As a founder you ignore “people problems” — your own and those of your team — at your peril. Understanding your own decisions, where your instincts can mislead you, and how choices about when to found, with whom to found, and how to share equity could make the difference between success and failure.
What are the big mistakes that entrepreneurs can make in the founding and early execution of their companies that make the difference between success and failure? This series with Noam Wasserman examines the crucial choices that entrepreneurs must make — about their own path, their goals as entrepreneurs, the nature of their founding team, and the equity agreements into which they enter – and the effects these choices will have on the present and future trajectories of their companies.
I’m going to start off with a happy subject, that being failure, in particular entrepreneurial failure. This is something we all wring our hands about. This is something that we all see mentions of on a recurring basis. And it feels like it is hard for us to get our arms around this issue. How can we go and be able to take this high rate of failure within startups and do something about it. I got some hints of a way to be able to start tackling.
Back about 13 years ago when I read an article that now a close colleague of mine, Bill Sahlman, had done published almost a quarter century ago. There’s one small part of the paper though where they went in and said forget all the things we always hear about, all of your successes, all of the things that you would today be posting on your website, the portfolio companies that you’re really proud about. Let’s go and burrow into the sources of failure within your portfolio companies that have failed.

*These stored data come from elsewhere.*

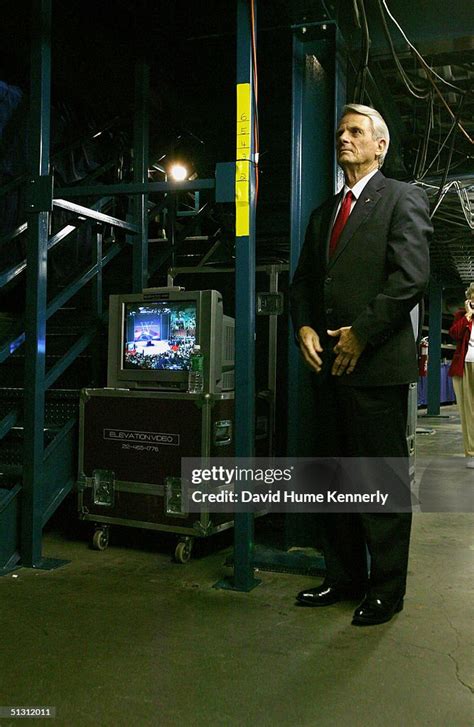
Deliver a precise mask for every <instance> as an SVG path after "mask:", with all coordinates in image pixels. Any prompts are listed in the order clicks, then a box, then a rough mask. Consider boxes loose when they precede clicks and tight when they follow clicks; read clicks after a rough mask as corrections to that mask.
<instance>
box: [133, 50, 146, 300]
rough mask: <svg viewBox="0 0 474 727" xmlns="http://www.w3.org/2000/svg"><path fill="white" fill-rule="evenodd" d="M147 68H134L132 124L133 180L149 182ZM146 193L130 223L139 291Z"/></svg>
mask: <svg viewBox="0 0 474 727" xmlns="http://www.w3.org/2000/svg"><path fill="white" fill-rule="evenodd" d="M149 94H150V68H149V66H148V65H147V63H146V62H145V60H140V61H139V62H138V63H137V65H136V68H135V118H134V127H133V181H134V182H135V183H138V184H144V183H146V182H148V152H149ZM147 202H148V195H147V194H137V195H135V196H134V198H133V200H132V210H133V219H132V221H133V223H134V224H135V225H138V227H139V229H140V232H139V233H138V234H137V235H134V236H133V290H134V292H140V291H141V290H143V288H146V286H147V282H148V210H147Z"/></svg>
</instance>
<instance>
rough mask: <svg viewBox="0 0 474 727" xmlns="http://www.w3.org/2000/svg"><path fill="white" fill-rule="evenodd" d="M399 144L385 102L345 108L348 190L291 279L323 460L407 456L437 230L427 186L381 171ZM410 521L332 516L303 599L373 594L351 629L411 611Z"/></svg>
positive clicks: (408, 518)
mask: <svg viewBox="0 0 474 727" xmlns="http://www.w3.org/2000/svg"><path fill="white" fill-rule="evenodd" d="M389 141H390V139H389V132H388V129H387V126H386V124H385V122H384V120H383V118H382V117H381V116H380V114H379V113H378V112H377V111H376V110H375V109H371V108H370V107H367V106H361V105H359V104H350V105H347V106H345V107H344V110H343V115H342V118H341V121H340V122H339V125H338V129H337V132H336V149H337V157H338V163H339V165H340V166H341V167H342V169H343V171H344V178H345V185H344V188H343V190H342V192H341V193H340V194H338V195H336V196H335V197H334V198H332V199H330V200H329V201H328V202H326V203H325V204H323V205H322V206H321V207H319V208H318V209H316V210H315V211H314V212H313V213H312V215H311V217H310V220H309V224H308V228H307V232H306V237H305V242H304V245H303V248H302V251H301V255H300V259H299V263H298V267H297V270H296V272H295V275H294V278H293V282H292V285H291V290H290V303H291V315H292V320H293V325H294V329H295V334H296V337H297V339H298V343H299V346H300V350H301V353H302V355H303V357H304V359H305V361H306V363H307V364H308V366H309V367H310V368H311V369H312V371H313V372H314V376H313V377H312V378H313V383H314V387H313V389H314V397H315V402H314V407H315V417H316V425H317V437H316V441H315V451H314V454H315V455H316V456H333V457H359V458H372V457H374V458H391V457H397V458H407V457H408V452H407V441H406V421H407V399H408V384H409V383H410V382H412V381H416V379H417V377H418V372H417V359H416V344H415V339H414V335H413V329H412V325H411V320H410V311H411V310H412V308H413V307H414V306H415V305H416V304H417V302H418V301H419V300H420V298H421V297H422V295H423V292H424V290H425V288H426V286H427V283H428V277H429V249H428V244H429V237H430V235H431V232H432V225H431V221H430V217H429V205H428V199H427V197H426V195H425V193H424V192H423V191H422V190H420V189H419V188H417V187H414V186H412V185H409V184H406V183H404V182H398V181H395V180H392V179H387V178H385V177H384V176H383V175H382V173H381V172H380V171H379V169H380V167H381V166H382V164H383V160H384V158H385V155H386V152H387V149H388V145H389ZM369 461H370V460H369ZM410 528H411V513H410V512H363V513H353V512H351V513H333V514H325V515H323V516H322V517H321V532H320V537H321V542H322V547H323V552H324V556H325V562H326V579H325V581H324V583H323V584H322V585H321V586H319V587H317V588H309V589H307V590H305V591H301V593H299V594H298V596H297V600H298V601H299V602H300V603H302V604H304V605H309V606H327V605H330V604H332V603H336V602H337V601H341V600H351V599H358V600H362V599H363V600H362V603H361V605H360V606H359V608H357V609H356V611H355V613H354V616H353V621H352V623H353V624H355V625H371V624H377V623H383V622H385V621H389V620H390V619H391V618H392V616H393V615H394V613H397V612H398V611H401V610H402V608H403V597H404V595H405V582H406V573H407V563H408V547H409V540H410ZM366 547H367V549H368V551H369V553H370V556H371V566H370V575H369V573H368V570H367V557H366Z"/></svg>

What he found number one on the list, 65 percent of the reasons for failure were the people problems. The interpersonal tensions within the founding team, the tensions between the founders and the people who were brought in as hires to be able to augment the team to be able to fill in their holes. And that these were what were attributed as the highest by far reasons for why these ventures had failed. And so to the extent that we can go and hopefully map out a bunch of those early people decisions, give founders an idea of what are those things that they don’t anticipate are going to come back to bite them as they get further down the road. That’s what the goal of the research has been for us to be able to go and do that.